La vetta di Real e Folgore è scaturita dal pareggio senza reti e con pochissime emozioni nella supersfida tra Cavazzo e Cedarchis: anche a mente fredda continuo a sostenere che mi sarei aspettato di più da questo confronto. Erano di fronte le due favorite per la vittoria finale, ma la paura di perdere e un tatticismo davvero esagerato hanno finito con avvilire lo spettacolo. Viola e giallorossi hanno confermato solidità e spessore agonistico, questo sì, ma insomma qualche emozione in più potevano regalarla.

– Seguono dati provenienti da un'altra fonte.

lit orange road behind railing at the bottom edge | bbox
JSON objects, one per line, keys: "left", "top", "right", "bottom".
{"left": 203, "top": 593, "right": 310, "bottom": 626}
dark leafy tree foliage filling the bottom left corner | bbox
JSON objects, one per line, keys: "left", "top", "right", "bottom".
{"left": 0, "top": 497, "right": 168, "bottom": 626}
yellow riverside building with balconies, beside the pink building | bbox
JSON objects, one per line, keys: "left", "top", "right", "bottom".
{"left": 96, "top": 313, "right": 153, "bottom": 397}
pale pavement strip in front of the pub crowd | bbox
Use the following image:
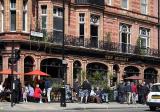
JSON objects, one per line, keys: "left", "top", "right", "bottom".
{"left": 0, "top": 102, "right": 148, "bottom": 112}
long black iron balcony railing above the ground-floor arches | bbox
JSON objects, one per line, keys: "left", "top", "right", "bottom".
{"left": 31, "top": 33, "right": 160, "bottom": 57}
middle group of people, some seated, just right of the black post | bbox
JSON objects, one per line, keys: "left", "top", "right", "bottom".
{"left": 73, "top": 79, "right": 108, "bottom": 103}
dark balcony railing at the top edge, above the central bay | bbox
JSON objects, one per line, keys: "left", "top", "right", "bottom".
{"left": 75, "top": 0, "right": 104, "bottom": 6}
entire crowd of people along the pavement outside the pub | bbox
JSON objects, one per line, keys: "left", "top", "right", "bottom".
{"left": 0, "top": 77, "right": 152, "bottom": 104}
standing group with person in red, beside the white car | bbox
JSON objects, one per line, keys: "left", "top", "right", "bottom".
{"left": 117, "top": 81, "right": 152, "bottom": 104}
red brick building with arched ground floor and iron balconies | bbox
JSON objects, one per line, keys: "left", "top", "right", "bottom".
{"left": 0, "top": 0, "right": 160, "bottom": 85}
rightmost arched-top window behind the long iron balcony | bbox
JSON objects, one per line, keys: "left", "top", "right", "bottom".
{"left": 139, "top": 27, "right": 150, "bottom": 48}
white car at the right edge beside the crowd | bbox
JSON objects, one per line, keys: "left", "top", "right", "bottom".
{"left": 147, "top": 83, "right": 160, "bottom": 111}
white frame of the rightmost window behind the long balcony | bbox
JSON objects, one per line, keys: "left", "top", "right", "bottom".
{"left": 139, "top": 27, "right": 150, "bottom": 49}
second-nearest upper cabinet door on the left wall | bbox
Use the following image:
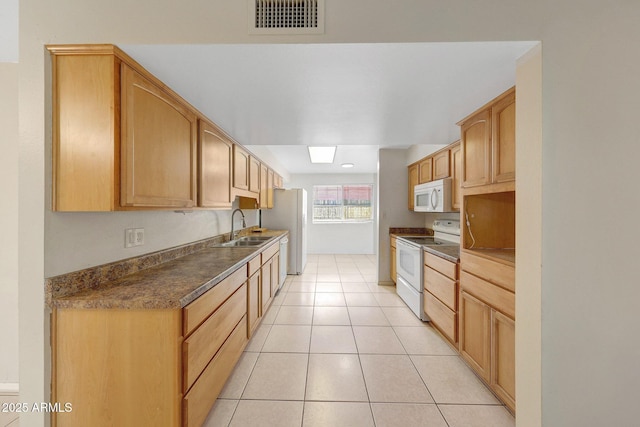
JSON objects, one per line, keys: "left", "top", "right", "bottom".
{"left": 198, "top": 120, "right": 233, "bottom": 208}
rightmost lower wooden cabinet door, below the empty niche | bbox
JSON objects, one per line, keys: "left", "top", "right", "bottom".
{"left": 490, "top": 310, "right": 516, "bottom": 410}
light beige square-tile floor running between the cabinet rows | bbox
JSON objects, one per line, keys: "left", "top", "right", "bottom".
{"left": 205, "top": 255, "right": 515, "bottom": 427}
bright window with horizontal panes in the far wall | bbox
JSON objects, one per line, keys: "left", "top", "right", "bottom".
{"left": 313, "top": 184, "right": 373, "bottom": 223}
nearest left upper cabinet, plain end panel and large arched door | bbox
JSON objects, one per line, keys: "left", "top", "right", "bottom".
{"left": 48, "top": 45, "right": 197, "bottom": 211}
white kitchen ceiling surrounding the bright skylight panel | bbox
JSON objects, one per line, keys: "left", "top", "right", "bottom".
{"left": 120, "top": 42, "right": 534, "bottom": 173}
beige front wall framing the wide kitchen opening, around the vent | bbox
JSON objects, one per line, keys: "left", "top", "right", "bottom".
{"left": 13, "top": 0, "right": 640, "bottom": 426}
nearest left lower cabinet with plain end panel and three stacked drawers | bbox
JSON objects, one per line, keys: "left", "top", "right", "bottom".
{"left": 51, "top": 262, "right": 255, "bottom": 427}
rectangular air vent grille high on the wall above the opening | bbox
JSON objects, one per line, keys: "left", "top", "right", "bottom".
{"left": 248, "top": 0, "right": 324, "bottom": 34}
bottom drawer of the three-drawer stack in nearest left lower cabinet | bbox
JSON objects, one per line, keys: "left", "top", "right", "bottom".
{"left": 182, "top": 317, "right": 247, "bottom": 427}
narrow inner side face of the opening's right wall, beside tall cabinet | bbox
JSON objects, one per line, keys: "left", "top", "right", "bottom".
{"left": 516, "top": 45, "right": 542, "bottom": 426}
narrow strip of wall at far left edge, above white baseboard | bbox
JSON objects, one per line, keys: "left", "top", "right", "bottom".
{"left": 0, "top": 64, "right": 18, "bottom": 391}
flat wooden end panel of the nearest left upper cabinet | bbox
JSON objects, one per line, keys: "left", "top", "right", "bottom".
{"left": 51, "top": 54, "right": 120, "bottom": 211}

Torna a vincere l’Arta, che batte la Pontebbana e stempera l’entusiasmo dei biancazzurri che nello scorso turno avevano conquistato i primi tre punti. I termali arrivano così a quota 7 e prendono una bella boccata d’ossigeno, perché nella parte bassa della classifica sono i soli a vincere al pari del Campagnola. I gemonesi strapazzano l’Amaro rifilandogli cinque reti con cinque marcatori diversi. Il risultato finale stupisce un pochino, perché l’undici di Timeus aveva dato fin qui dimostrazione di equilibrio e compattezza pur essendo una neo promossa. Per gli uomini di Pignata tre punti che fanno tanto morale e un po’ di classifica e se poi da luglio arriva Gregorutti sicuramnte potranno alzare il loro già discreto tasso qualitativo.
A chiudere la giornata la partita di Ovaro: la Velox parte bene, va sul doppio vantaggio ma ha il torto di non chiudere la contesa, rincuorando l’Ovarese che poco prima della pausa dimezza lo svantaggio con il migliore in campo, Josef Gloder. Nella ripresa, gli ospiti restano in nove e nel finale Yoda sigla il pari che serve solo a muovere un po’ la classifica.

IL PROTAGONISTA. Il gol che proietta il Real in testa alla classifica è di Roberto Agostinis ed è davvero una bella suggestione. Lui che ha vissuto in prima persona stagioni importanti in maglia Real aveva deciso di provare altre esperienze e ora alla soglia dei 44 anni (li compirà a fine ottobre) ha deciso di tornare all’ovile biancorosso, dove comunque potrà dire la sua (come dimostrato ieri) anche giocando scampoli di partita. Sembra un cerchio che si chiude, tra lui e il Real, il cerchio di una carriera che Roby ha sempre onorato per serietà e impegno (oltre che per la qualità, non dimentichiamolo).